L'approccio “reattivo” ha naturalmente un fascino innegabile, ma una gestione seria della minaccia rappresentata dal terrorismo oggi non si realizza cavalcando le emozioni, bensì attraverso un diverso approccio strutturale a tutta una serie di questioni di background e di lungo periodo. Occorre accettare, da questo punto di vista, che l’obiettivo non può essere, in termini assoluti, quello di evitare il prossimo attentato, perché qualunque folle potrebbe effettuarlo dovunque ed in qualsiasi momento e ben poco può essere fatto per prevenirlo con certezza nello specifico, salvo instaurare uno stato di polizia di stampo sovietico di cui saremmo tutti vittime. Chiunque sostenga che si possa con certezza prevenire il prossimo attentato, purché naturalmente gli sia confermato o conferito il potere, è credibile come chi sostenga che si possa prevenire il prossimo omicidio o il prossimo furto con scasso.
 Quello che, invece, si può e che si deve fare è agire sulle condizioni ambientali che rendono i nostri territori più o meno “ospitali” rispetto al prendere piede di ideologie e di gruppi estremisti.

La difesa nell’Occidente non la si può fare in Siria o in Iraq; in buona sostanza la si deve fare qui da noi. Quello che serve in primo luogo è una difesa morale e culturale del nostro modello di civiltà, rifiutando cedimenti simbolici e sostanziali alle ragioni del politicamente corretto. Non è pensabile, ad esempio, rinunciare a determinati aspetti della nostra cultura e delle nostre tradizioni per rispetto della sensibilità di chi da fuori sceglie di venire a vivere in Italia, quando invece nessuno si è mai sognato di farlo per rispetto a minoranze pacifiche ed autoctone, da sempre parti del nostro tessuto nazionale, quali la comunità ebraica.

C’è bisogno, poi, di una riforma in senso restrittivo delle regole sull’immigrazione e delle regole sulla cittadinanza, selezionando rigorosamente chi entra, anche sulla base di elementi di compatibilità culturale. Non si tratta, chiaramente, di “chiudere le frontiere”, bensì di privilegiare un’immigrazione di qualità che vada effettivamente incontro alle esigenze del nostro mercato del lavoro. L’esperienza di altri paesi europei ci mette in guardia sul fatto che la combinazione di stato sociale e cittadinanza facile genera lo scollamento di interi gruppi sociali e, spesso interi quartieri, dal tessuto sociale e culturale del paese.

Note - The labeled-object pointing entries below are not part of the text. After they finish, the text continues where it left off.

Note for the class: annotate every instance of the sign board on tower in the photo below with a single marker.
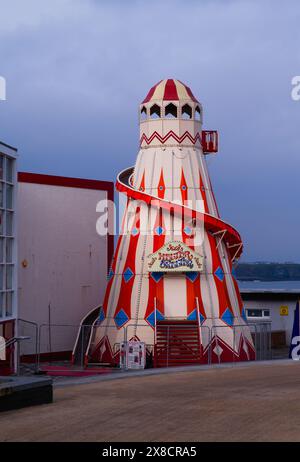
(175, 256)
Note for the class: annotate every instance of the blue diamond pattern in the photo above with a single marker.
(192, 316)
(127, 275)
(151, 318)
(227, 317)
(159, 230)
(192, 275)
(156, 275)
(121, 318)
(219, 273)
(101, 316)
(110, 274)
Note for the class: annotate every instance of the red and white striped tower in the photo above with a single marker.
(164, 189)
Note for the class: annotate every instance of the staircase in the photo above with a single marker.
(177, 343)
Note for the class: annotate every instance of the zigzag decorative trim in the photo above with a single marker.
(163, 139)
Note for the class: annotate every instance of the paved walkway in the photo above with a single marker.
(246, 403)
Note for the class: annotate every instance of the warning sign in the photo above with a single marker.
(284, 310)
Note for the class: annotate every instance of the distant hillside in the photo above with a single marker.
(268, 271)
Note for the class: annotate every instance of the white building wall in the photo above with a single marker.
(62, 260)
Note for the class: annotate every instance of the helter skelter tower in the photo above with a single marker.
(172, 282)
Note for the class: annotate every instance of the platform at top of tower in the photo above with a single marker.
(170, 90)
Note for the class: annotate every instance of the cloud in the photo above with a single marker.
(77, 69)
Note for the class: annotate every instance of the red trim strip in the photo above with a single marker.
(163, 139)
(212, 224)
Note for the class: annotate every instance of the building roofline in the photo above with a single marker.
(8, 146)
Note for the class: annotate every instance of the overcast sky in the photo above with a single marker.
(76, 71)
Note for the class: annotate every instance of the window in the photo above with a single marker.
(155, 111)
(143, 113)
(9, 196)
(197, 113)
(186, 111)
(8, 303)
(258, 313)
(9, 223)
(9, 169)
(171, 111)
(9, 250)
(7, 267)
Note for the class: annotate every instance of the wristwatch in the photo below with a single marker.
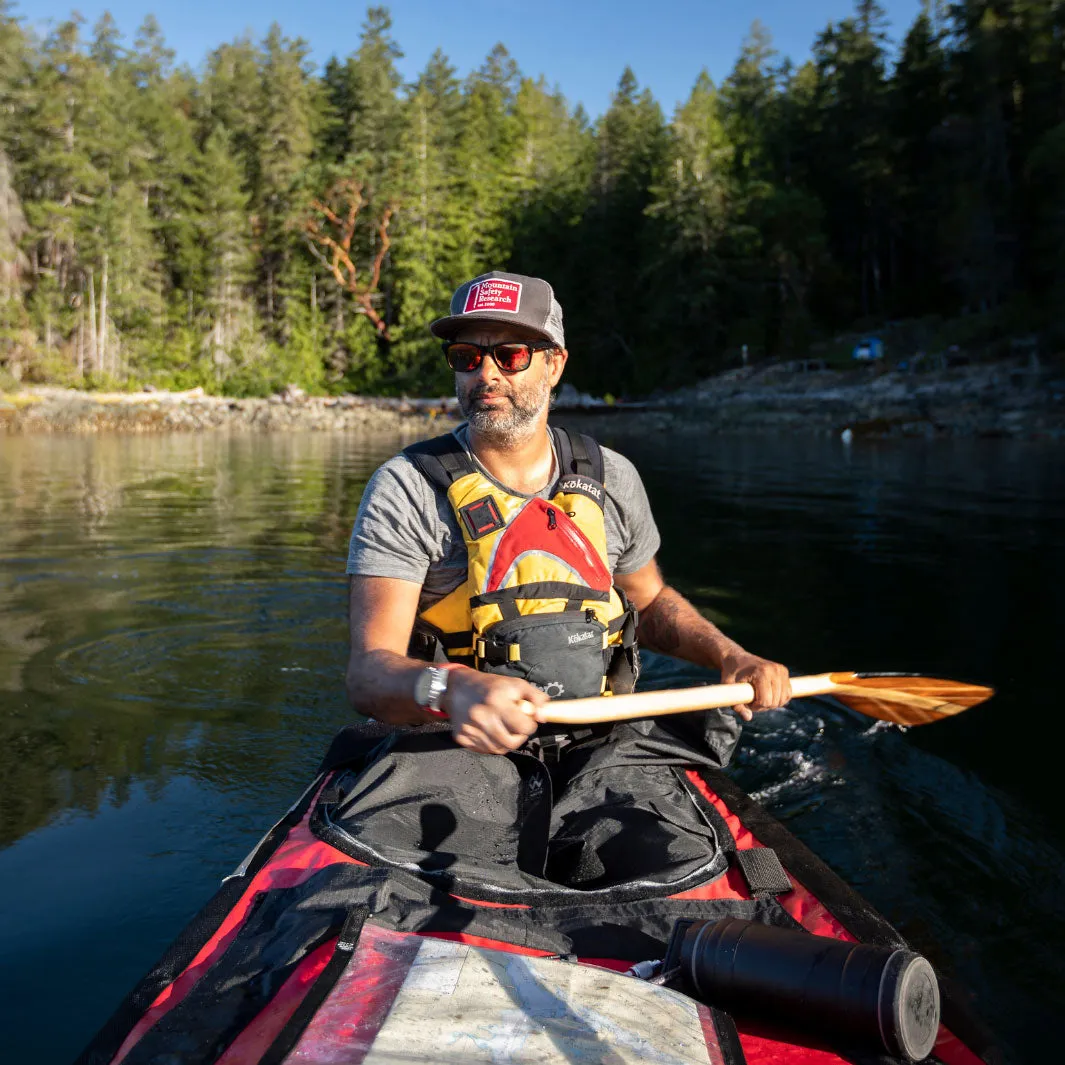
(430, 686)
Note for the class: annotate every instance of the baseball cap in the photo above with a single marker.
(510, 299)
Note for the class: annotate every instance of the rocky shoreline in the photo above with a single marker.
(998, 400)
(69, 411)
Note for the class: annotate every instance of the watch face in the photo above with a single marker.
(423, 687)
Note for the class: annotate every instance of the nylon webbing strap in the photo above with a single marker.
(578, 453)
(763, 871)
(541, 589)
(318, 992)
(728, 1044)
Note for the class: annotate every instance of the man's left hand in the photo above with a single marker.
(772, 687)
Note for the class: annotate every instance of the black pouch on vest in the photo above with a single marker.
(561, 654)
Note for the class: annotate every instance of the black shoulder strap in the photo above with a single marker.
(578, 453)
(441, 460)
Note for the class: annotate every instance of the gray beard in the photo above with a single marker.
(509, 425)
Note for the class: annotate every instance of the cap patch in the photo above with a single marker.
(493, 295)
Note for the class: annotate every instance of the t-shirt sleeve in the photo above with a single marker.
(637, 530)
(393, 534)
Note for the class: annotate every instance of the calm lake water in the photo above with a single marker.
(173, 643)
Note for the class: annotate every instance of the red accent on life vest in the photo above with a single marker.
(530, 530)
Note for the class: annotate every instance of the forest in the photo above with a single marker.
(261, 220)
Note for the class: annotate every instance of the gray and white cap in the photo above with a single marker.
(508, 298)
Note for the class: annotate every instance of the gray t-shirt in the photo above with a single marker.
(405, 529)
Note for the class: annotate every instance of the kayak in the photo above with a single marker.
(372, 924)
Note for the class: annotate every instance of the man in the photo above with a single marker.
(416, 550)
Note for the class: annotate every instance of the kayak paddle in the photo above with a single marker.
(890, 697)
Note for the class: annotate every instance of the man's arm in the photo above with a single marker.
(488, 714)
(669, 623)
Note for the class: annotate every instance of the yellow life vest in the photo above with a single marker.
(539, 600)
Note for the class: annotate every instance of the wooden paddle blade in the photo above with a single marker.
(906, 700)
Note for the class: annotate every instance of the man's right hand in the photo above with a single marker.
(491, 714)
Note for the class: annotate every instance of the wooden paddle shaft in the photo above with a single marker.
(645, 704)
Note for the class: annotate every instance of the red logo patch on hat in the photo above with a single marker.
(493, 295)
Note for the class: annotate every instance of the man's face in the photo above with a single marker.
(504, 408)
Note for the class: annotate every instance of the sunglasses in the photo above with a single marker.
(511, 357)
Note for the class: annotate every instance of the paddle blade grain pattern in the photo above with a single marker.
(906, 700)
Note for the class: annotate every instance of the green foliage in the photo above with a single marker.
(159, 226)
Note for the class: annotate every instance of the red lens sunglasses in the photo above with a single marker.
(510, 357)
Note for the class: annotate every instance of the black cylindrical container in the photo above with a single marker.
(878, 998)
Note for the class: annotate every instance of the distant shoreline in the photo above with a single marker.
(53, 410)
(998, 400)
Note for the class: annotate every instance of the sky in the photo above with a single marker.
(578, 46)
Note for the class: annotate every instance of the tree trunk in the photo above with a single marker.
(93, 350)
(101, 344)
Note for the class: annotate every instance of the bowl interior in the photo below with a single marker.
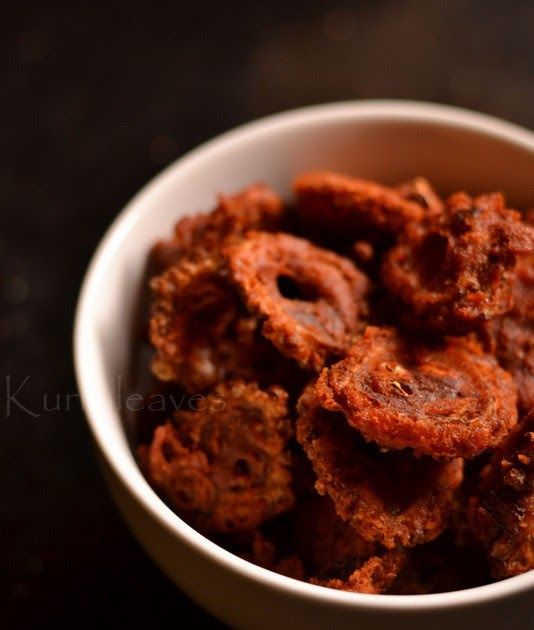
(389, 142)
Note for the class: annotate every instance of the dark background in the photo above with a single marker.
(96, 99)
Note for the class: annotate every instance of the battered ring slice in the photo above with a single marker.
(449, 400)
(391, 498)
(311, 300)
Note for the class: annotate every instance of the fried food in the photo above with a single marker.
(338, 207)
(225, 467)
(202, 332)
(512, 335)
(420, 190)
(374, 576)
(391, 498)
(451, 400)
(501, 514)
(329, 546)
(311, 300)
(400, 467)
(455, 270)
(257, 207)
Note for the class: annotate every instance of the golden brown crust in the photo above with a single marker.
(420, 191)
(201, 331)
(311, 300)
(225, 467)
(329, 546)
(256, 207)
(451, 400)
(501, 514)
(345, 205)
(375, 575)
(391, 498)
(455, 270)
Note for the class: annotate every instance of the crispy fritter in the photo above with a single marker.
(455, 270)
(257, 207)
(311, 300)
(501, 514)
(346, 206)
(420, 190)
(202, 332)
(512, 335)
(329, 546)
(391, 498)
(225, 467)
(451, 400)
(374, 576)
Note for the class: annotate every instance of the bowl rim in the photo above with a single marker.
(98, 415)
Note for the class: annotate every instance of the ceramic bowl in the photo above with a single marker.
(387, 141)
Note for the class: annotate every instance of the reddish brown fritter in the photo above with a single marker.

Sono questi contesti ad essere ovunque in Europea il terreno più fertile per la propaganda islamista. Laddove il welfare solleva dalla necessità di lavorare e quindi di integrarsi, allora c’è il tempo di pensare alla Jihad.

E’ necessario anche vincolare chi arriva in Italia al rispetto del decoro delle nostre città ed in generale delle buone regole di convivenza civile. La prevenzione delle circostanze puntuali di degenerazione estrema, incluso il terrorismo, passa anche da un contrasto silenzioso e costante al degrado quotidiano.

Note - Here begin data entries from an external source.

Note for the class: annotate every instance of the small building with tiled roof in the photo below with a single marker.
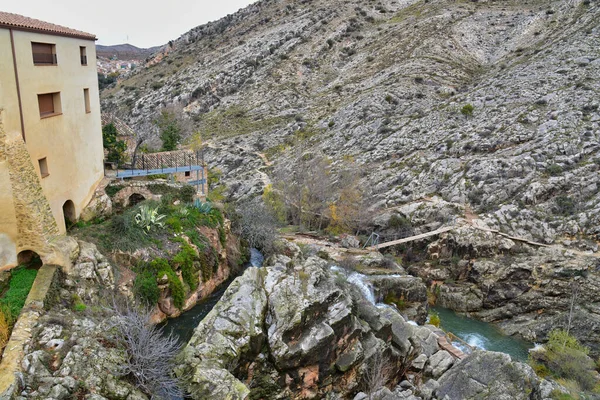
(51, 153)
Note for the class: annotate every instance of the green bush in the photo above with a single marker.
(554, 169)
(565, 205)
(78, 304)
(222, 237)
(21, 281)
(146, 288)
(467, 110)
(564, 357)
(125, 234)
(162, 268)
(185, 259)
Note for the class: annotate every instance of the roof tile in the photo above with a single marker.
(17, 21)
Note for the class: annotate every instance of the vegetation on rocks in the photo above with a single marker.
(563, 357)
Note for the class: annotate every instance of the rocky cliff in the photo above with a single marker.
(483, 103)
(295, 330)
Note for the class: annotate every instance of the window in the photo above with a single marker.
(83, 55)
(49, 104)
(43, 167)
(44, 53)
(86, 97)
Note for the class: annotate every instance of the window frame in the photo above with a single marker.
(83, 56)
(43, 165)
(86, 100)
(52, 53)
(56, 105)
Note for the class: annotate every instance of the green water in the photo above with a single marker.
(482, 334)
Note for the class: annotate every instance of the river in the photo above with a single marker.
(183, 326)
(482, 335)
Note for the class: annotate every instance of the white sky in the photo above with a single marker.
(141, 23)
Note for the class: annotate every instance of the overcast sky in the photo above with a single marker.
(141, 23)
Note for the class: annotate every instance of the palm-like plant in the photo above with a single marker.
(204, 208)
(148, 218)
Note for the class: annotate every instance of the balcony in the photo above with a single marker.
(44, 59)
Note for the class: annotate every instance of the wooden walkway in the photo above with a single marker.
(413, 238)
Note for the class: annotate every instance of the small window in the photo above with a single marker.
(83, 55)
(49, 104)
(86, 97)
(44, 53)
(43, 167)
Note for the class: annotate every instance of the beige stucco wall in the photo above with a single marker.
(71, 142)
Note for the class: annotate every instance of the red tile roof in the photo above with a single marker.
(16, 21)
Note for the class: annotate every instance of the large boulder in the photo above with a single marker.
(489, 375)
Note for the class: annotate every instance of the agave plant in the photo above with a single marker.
(148, 218)
(204, 208)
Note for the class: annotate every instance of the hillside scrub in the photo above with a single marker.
(563, 357)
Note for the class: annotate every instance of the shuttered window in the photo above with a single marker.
(86, 99)
(46, 102)
(49, 104)
(43, 53)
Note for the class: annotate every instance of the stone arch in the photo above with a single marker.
(69, 213)
(29, 257)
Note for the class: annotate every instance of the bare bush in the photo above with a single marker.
(258, 226)
(149, 353)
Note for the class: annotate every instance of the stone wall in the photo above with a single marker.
(29, 208)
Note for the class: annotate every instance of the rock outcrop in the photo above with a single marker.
(526, 290)
(293, 329)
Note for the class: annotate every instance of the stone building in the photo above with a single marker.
(51, 154)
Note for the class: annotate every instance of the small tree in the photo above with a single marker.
(149, 354)
(258, 226)
(116, 148)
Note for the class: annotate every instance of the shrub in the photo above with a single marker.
(146, 288)
(565, 205)
(564, 357)
(125, 233)
(162, 268)
(148, 218)
(467, 110)
(149, 353)
(187, 193)
(78, 304)
(554, 169)
(185, 259)
(20, 284)
(5, 326)
(434, 319)
(398, 222)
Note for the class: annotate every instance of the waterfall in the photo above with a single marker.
(360, 281)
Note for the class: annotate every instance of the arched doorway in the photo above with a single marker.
(29, 258)
(135, 198)
(69, 213)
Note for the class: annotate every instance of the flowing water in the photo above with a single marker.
(474, 332)
(183, 326)
(482, 335)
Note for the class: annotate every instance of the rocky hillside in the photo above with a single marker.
(488, 104)
(125, 52)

Certo si tratta di una strategia che non ha a che fare con esiti necessariamente immediati - che non godrà degli spazi televisivi che si guadagna l’uccisione di un Osama Bin Laden - ma piuttosto ha a che vedere con il modello di società che immaginiamo per l’Italia e per gli altri paesi occidentali tra cinque, dieci o venti anni. 
E’ una strategia, se vogliamo, più “svizzera” che “americana”, ma che oggi può servire molto di più agli interessi dell’Italia e dell’Europa.